I have mixed feelings about Amtrak. The fact that it has failed to become self-sustaining may be an indication that there is not a huge market for passenger rail travel, or an argument that Amtrak itself is incompetent. Nonetheless, the return on investment, in terms of passengers carried, seems to be higher for rail for shorter, commuter routes, like Philly to Washington, than similar investments in interstate highways within the same corridors.

My point about highway funding is that in theory, it is supported by user fees in the form of fuel taxes. In reality, I suspect expenditures exceed revenues, which means that every trip taken by a private automobile is subsidized, even if indirectly.

11:19 AM

Blogger Jonathan Potts said...

Amos, I wrote my comment before I read your post. I say fair enough regarding federal funds for local mass transit--cutting off that money would certainly force transit authorities to fund projects that are actually needed. Or at least that's my naive little wish.

11:22 AM

Blogger Sean McDaniel said...

hey, just so you know. i think the north shore connector is a total waste. and i've never understood why the subway didn't run to oakland.

i do think public transit is necessary. i just wish there was some way to encourage PAT to employ it more wisely and convince more people to ride it. i also realize that it's the only way some people can get to their jobs or school. then again, is that something government should be concerned with.

a few years ago, i talked to whoever was the chairman at the time about putting mini-kiosks/newsstands at park and ride and some south hills t-stops. he looked at me as if i were completely insane. heaven forbid that PAT should do something to make the ride more pleasant than painting goofy ass graphics on the sides of buses.

high concept ideas seem to matter more the issue at PAT than realistic solutions.

11:37 AM

Blogger Amos_thePokerCat said...

JP, I think you confused Sean's post about mass transit with mine about the tax, and spending numbers.

BTW, according to the anti-Bush OMB Watch, the spending caps for FY '05 are $32.1B for Highways, and $7.2B for Mass Transit.

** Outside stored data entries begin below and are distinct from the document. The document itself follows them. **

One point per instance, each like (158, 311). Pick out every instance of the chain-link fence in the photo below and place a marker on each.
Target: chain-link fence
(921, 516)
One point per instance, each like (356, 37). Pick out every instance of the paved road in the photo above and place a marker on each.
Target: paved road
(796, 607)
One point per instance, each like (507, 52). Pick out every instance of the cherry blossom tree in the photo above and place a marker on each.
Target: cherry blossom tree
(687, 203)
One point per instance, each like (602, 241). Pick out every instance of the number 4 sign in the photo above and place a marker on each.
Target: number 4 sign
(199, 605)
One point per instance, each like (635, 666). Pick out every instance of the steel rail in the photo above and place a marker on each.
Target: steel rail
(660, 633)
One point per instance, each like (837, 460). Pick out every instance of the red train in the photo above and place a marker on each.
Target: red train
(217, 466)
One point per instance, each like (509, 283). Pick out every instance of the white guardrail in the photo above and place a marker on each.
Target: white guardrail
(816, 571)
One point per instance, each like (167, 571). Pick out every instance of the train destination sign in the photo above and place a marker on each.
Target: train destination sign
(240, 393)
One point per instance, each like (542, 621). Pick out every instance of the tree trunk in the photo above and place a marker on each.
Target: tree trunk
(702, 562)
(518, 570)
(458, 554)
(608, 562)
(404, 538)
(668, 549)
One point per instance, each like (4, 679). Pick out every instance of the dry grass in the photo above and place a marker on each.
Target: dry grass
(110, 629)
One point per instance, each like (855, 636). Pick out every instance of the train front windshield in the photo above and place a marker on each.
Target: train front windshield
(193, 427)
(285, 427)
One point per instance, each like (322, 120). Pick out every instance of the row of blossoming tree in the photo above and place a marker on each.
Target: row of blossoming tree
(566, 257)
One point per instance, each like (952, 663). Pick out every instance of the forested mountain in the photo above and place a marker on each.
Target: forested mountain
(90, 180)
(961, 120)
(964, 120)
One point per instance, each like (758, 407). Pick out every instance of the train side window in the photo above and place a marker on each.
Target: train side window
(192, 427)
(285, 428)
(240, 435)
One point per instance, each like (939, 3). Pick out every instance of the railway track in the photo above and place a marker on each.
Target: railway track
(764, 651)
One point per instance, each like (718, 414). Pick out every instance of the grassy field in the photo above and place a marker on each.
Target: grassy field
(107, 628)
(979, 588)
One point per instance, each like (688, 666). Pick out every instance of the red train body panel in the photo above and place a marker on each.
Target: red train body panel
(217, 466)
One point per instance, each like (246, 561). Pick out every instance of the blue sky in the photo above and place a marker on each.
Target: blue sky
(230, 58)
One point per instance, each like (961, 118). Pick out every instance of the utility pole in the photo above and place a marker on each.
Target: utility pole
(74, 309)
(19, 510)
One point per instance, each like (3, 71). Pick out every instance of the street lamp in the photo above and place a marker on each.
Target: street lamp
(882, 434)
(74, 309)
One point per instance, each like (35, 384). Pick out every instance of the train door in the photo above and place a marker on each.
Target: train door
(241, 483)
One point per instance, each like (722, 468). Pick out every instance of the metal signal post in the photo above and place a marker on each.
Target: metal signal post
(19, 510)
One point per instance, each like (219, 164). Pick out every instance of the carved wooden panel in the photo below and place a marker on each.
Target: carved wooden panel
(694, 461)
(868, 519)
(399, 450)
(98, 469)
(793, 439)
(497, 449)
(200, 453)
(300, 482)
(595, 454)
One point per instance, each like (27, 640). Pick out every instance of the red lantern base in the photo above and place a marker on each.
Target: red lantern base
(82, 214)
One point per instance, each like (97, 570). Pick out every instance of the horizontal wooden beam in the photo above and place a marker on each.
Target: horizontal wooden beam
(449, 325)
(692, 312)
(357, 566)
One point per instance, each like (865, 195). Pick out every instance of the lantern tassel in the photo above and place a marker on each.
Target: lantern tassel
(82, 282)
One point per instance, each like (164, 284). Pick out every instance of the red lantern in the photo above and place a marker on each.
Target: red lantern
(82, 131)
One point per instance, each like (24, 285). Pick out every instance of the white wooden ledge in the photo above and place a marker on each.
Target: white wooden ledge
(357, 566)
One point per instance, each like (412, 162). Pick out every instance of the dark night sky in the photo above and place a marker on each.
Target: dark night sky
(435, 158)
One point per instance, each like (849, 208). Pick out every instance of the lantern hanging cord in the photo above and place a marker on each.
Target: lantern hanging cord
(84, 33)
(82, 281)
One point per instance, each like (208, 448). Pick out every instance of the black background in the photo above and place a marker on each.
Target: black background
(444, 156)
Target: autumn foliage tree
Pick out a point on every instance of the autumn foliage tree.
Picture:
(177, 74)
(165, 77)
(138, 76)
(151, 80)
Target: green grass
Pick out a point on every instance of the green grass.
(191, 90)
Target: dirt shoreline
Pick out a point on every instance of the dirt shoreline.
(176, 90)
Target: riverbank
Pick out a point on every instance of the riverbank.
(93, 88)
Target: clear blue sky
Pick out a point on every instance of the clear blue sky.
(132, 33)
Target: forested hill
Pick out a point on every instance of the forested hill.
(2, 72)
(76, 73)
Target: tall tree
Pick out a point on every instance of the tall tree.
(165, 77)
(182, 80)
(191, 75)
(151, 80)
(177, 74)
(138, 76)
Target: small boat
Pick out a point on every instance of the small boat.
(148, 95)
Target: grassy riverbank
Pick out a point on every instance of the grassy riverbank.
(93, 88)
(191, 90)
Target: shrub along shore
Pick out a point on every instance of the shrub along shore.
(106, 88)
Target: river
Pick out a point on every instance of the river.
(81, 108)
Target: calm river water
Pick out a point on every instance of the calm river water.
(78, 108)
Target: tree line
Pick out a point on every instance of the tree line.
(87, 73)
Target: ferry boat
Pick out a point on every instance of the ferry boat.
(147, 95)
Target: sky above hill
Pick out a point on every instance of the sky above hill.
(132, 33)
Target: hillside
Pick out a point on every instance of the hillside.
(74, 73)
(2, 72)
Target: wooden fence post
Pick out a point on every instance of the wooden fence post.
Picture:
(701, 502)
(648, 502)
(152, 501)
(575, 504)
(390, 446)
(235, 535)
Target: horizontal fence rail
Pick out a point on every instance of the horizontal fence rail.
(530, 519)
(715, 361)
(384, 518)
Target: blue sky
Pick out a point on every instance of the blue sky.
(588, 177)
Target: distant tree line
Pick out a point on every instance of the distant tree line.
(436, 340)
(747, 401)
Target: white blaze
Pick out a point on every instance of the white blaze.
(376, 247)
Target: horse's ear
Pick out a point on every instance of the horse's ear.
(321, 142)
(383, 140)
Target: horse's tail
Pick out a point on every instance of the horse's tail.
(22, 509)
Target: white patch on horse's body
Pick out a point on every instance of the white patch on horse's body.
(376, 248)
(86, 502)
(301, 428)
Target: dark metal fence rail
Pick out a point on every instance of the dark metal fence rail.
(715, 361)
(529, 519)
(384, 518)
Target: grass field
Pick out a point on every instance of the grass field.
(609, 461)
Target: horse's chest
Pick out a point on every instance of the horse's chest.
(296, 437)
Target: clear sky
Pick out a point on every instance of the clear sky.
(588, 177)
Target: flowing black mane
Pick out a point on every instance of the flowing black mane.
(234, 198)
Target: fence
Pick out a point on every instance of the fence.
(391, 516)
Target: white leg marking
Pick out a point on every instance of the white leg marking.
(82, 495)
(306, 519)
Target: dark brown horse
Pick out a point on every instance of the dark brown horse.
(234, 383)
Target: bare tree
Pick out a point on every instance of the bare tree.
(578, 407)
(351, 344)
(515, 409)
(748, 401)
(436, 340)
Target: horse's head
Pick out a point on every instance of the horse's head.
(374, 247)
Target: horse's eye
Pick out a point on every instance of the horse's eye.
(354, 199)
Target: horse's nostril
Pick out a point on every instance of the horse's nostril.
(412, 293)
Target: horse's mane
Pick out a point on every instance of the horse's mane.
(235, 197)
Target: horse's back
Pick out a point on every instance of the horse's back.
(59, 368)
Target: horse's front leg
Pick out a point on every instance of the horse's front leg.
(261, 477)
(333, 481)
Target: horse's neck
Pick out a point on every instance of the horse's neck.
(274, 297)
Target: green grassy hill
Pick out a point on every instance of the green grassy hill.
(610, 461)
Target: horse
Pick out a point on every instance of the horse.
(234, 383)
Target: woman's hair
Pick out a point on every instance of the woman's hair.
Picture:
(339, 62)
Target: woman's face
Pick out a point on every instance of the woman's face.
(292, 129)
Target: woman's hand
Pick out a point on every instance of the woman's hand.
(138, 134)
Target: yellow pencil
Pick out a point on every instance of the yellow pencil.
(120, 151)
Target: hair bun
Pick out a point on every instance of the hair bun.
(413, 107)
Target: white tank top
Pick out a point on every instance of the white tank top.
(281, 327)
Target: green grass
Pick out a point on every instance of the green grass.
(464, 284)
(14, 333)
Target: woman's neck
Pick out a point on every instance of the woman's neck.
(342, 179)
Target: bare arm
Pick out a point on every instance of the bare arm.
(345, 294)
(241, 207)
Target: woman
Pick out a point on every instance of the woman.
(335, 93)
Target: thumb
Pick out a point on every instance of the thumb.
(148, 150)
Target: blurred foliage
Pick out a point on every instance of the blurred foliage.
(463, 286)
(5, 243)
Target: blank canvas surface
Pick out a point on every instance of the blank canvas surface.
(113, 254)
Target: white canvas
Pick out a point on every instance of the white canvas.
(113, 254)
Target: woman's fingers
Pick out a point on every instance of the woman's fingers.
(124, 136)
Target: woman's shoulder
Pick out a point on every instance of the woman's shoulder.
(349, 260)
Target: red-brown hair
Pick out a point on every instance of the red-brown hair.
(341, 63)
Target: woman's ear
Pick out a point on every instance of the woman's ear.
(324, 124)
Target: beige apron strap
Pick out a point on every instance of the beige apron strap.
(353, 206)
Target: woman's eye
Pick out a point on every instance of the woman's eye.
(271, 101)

Cato Inst did a policy analysis of urban mass transit in '91. A couple of points.

Over the past quarter century, U.S. taxpayers have pumped more than $100 billion in subsidies into the nation's urban mass transit systems. ... Incredibly, mass transit ridership is lower today--not only as a percentage of commuter trips taken but also in absolute numbers of riders-- than it was in the early 1960s.


* Public transit is not energy efficient. The average public transit vehicle in the United States operates with more than 80 percent of its seats empty.(4) Because of the low average number of passengers per bus, energy consumption per passenger mile for public transit buses now is greater than that for private automobiles and far exceeds that for car and van pools.(5)

* Urban transit does not benefit the poor. Ridership studies show that the poor are not heavy users of federally subsidized transit systems. Transit provided only 7 percent of trips made by low-income people.(7)


The average compensation for all transit employees exceeds the average salary for U.S. employees with college degrees by more than 30 percent.(34) Public transit fringe benefits average 50 percent of employee pay--nearly double the fringe benefits of the average private-sector worker.(35)

1:25 PM

Blogger Amos_thePokerCat said...

Oh, the heuristic that I heard, years ago, was that 1/3 of the operating cost of mass transit was cover by commuter fares, with nearly 2/3 coming from taxes.

1:38 PM

Blogger Sean McDaniel said...

as i said, the best way to reduce bus congestion around the new condos for the privileged few downtown is to cut the subsidies for mass transit...and use them to build more government funded luxury condos for the richest 4 percent of our country's citizens.